Consider what you need in order to journal. Choose a medium, either a physical journal or electronic format, or use both styles, maybe keep multiple journals- go wild! Think about when you are most able to devote a little time to express yourself. This could be right when you wake up, as you are waiting for your coffee to brew, during your commute, when your partner’s in the shower or your puppy is taking a nap. It will take time to make this habit. This is your life and your journal, so you get to decide the frequency of how often you need to write. Recognize that journaling may be difficult as you may find yourself writing about things that are painful, sad or difficult in other ways. Give yourself permission to write and be patient with yourself. Give yourself the kindness you need in the moment.
You have options! Some people prefer a free form or stream of consciousness style of journaling. Simply put, journal any and everything that comes to mind at that moment. Other people prefer an illustrated journal in which they express themselves through drawing, doodling or creating something using whatever medium feels most comfortable. Remember, your journal entries do not have to be seen by anyone else. If your journal entries feel incredibly vulnerable, please keep them in a secure place.

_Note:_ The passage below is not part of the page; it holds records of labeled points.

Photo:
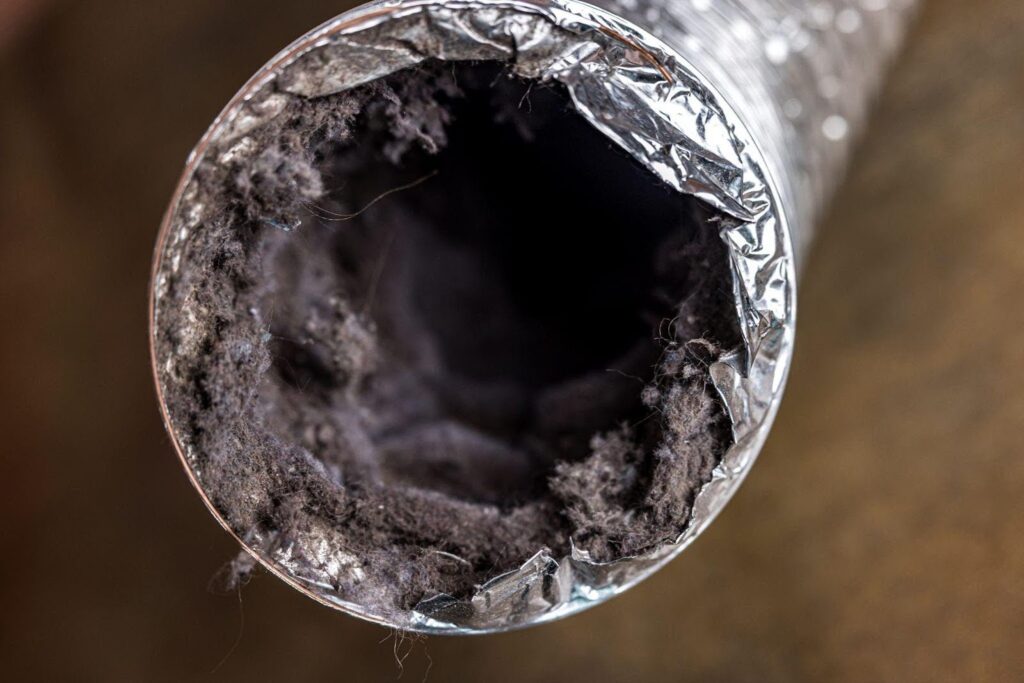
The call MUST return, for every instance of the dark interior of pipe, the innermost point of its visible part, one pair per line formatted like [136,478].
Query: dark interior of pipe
[486,334]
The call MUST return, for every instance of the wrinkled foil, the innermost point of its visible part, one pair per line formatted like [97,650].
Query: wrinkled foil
[748,104]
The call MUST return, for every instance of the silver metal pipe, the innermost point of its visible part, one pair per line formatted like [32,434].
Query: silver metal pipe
[750,105]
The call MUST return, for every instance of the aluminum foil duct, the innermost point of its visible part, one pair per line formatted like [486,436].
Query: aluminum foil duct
[748,104]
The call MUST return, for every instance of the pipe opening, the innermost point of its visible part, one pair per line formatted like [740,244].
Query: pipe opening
[476,329]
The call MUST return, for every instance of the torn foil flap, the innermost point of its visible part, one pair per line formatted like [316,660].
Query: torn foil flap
[747,104]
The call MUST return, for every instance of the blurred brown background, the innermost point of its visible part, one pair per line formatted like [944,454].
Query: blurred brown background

Most people commonly use a reflective style of journaling, where you are intentionally exploring and processing aspects of your experiences, behaviors, feelings or thoughts. If you choose, find writing prompts to help ground you in your journaling process. An acronym I like to use is P.I.E.S., which stands for physically, intellectually, emotionally, and spiritually (or socially, if you are not spiritually inclined). Using the P.I.E.S’ acronym, reflect on how you are feeling in these different areas of your life, at that moment, and elaborate on this in your journal. See what comes up when you spend some time for self-reflecting.